When Charu Aggarwal joined IBM Research nearly 25 years ago, he did so against his MIT PhD advisor’s advice. Aggarwal’s doctoral research emphasized mathematics and theory, and “my advisor wanted me to stay in that field,” he says. “But I wanted to work on practical problems.”
That decision ended up having an enormous impact on the development of data analysis, privacy and AI in the decades to follow. Aggarwal, now a Distinguished Research Staff Member (DRSM) at the IBM T J Watson Research Center in Yorktown Heights, NY, has published a number of groundbreaking studies, earning a great deal of respect from his peers in the process.
His most recent accolade comes in the form of the 2021 IEEE W. Wallace McDowell Award, which he received recently in recognition of his extensive body of work, particularly in the areas of high-dimensional data analysis, data stream research and data privacy techniques. The W. Wallace McDowell Award, sometimes referred to as the “IT Nobel,” is named after the former director of engineering at IBM during the development of the pioneering IBM 701 electronic data processing machine in the early 1950s.
The virtues of playing with data
Data with a large number of dimensions, or features, defy conventional approaches of calculation. “Years ago, it was difficult to apply some of the classical algorithms like clustering or outlier detection on large amounts of data that had many features,” Aggarwal says. When he joined IBM in the mid-1990s, researchers were looking for an effective way to cluster groups of data that had similar features. “There is no unique way to define clustering, so the real problem became that we needed a mathematical formalism to redefine clustering in a way that made sense for high-dimensional data,” he adds.
When researchers tried to cluster IBM sales data using software available at the time, it wouldn’t work properly, Aggarwal says. They introduced a family of methods that used carefully chosen projections of this data, select subsets of features on which analysis could be performed. Aggarwal and his colleagues referred to those methods as “projected data mining techniques,” which likewise included projected clustering and projected outlier detection.

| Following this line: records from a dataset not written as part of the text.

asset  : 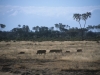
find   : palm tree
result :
[0,24,6,29]
[73,13,82,28]
[82,12,91,28]
[73,12,91,40]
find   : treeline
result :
[0,23,100,41]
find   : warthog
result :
[18,52,25,54]
[49,50,62,53]
[36,50,46,54]
[77,49,82,52]
[65,51,70,53]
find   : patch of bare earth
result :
[0,41,100,75]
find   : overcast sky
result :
[0,0,100,31]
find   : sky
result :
[0,0,100,31]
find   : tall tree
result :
[82,12,91,28]
[73,12,91,40]
[73,13,82,28]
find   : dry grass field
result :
[0,41,100,75]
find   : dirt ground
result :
[0,41,100,75]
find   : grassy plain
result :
[0,41,100,75]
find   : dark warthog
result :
[77,49,82,52]
[49,50,62,53]
[65,51,70,53]
[36,50,46,54]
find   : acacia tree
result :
[73,12,91,40]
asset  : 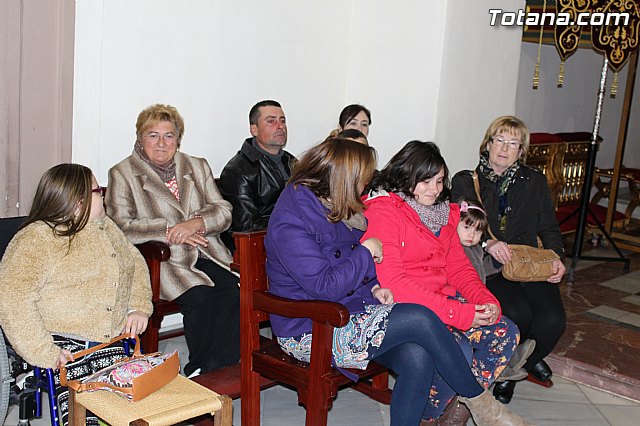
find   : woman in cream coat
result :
[0,164,153,425]
[106,104,240,376]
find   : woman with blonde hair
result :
[105,104,240,376]
[265,138,529,425]
[452,116,566,404]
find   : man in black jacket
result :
[219,100,295,248]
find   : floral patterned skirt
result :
[278,305,394,370]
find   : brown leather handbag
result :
[60,334,180,401]
[473,171,560,282]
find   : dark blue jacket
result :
[265,184,379,337]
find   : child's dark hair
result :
[458,198,489,232]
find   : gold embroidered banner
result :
[522,0,640,90]
[591,0,640,72]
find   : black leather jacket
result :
[218,138,295,232]
[451,166,564,257]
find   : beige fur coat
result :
[105,152,231,300]
[0,217,153,367]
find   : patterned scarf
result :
[478,151,522,232]
[318,197,367,232]
[396,192,449,235]
[133,141,176,183]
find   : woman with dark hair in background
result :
[0,164,153,425]
[265,139,529,426]
[329,104,371,137]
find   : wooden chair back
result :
[233,231,391,426]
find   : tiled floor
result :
[5,245,640,426]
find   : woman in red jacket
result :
[363,141,519,419]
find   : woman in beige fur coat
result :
[105,104,240,376]
[0,164,153,424]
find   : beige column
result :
[0,0,75,217]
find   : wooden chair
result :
[136,241,184,353]
[233,231,391,426]
[527,132,626,234]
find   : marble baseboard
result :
[545,354,640,402]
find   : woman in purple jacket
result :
[265,139,530,426]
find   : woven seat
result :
[69,376,232,426]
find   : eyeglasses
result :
[91,186,107,198]
[491,136,522,149]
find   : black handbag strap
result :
[473,170,499,241]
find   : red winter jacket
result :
[361,193,500,330]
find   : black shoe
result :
[493,381,516,404]
[530,360,553,382]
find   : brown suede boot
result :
[460,390,533,426]
[438,396,471,426]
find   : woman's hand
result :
[471,303,497,328]
[487,240,511,265]
[122,311,149,339]
[56,349,73,368]
[547,259,567,284]
[362,238,382,263]
[371,284,393,305]
[486,303,500,324]
[167,217,208,247]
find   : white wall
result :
[73,0,524,184]
[73,0,445,183]
[436,0,524,174]
[516,43,640,168]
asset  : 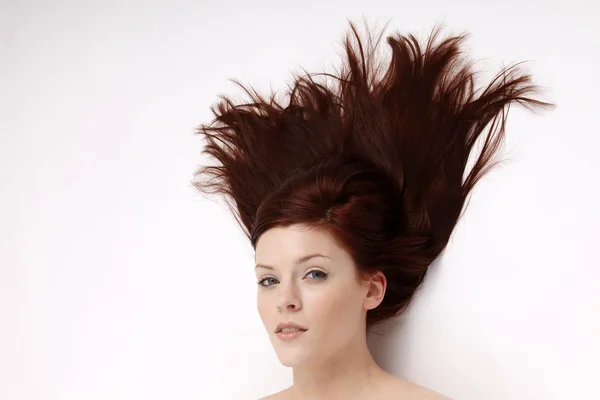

“That was the first time I’d experienced that you can come up with some really good ideas just by playing with real data,” he says. “You can then formalize those ideas in mathematical terms.” Over the next five years Aggarwal worked on a suite of papers related to high-dimensional analysis and data clustering.
Summarizing data streams
Aggarwal’s next significant contributions to data science came in the area of data stream research. In the early 2000s, before big data had come of age, “I was working in [IBM Fellow Nagui Halim’s department doing analytics work on data streams, and we foresaw that streaming would become very important,” Aggarwal says.
“The challenge for analyzing streamed data is that, whatever you do, you have to do it in real time and make certain decisions on the fly,” he says. That turns out to be very difficult and served as the crux of Aggarwal’s work in data streams — how to quickly make intelligent decisions about streamed data.
“The key to analyzing a data stream is to construct the right type of synopsis in real time,” he says. “You have to create and maintain a compressed representation of what you’ve seen. You’re not keeping all the data, so you have to find the right types of math representations that can answer the questions you want to answer.”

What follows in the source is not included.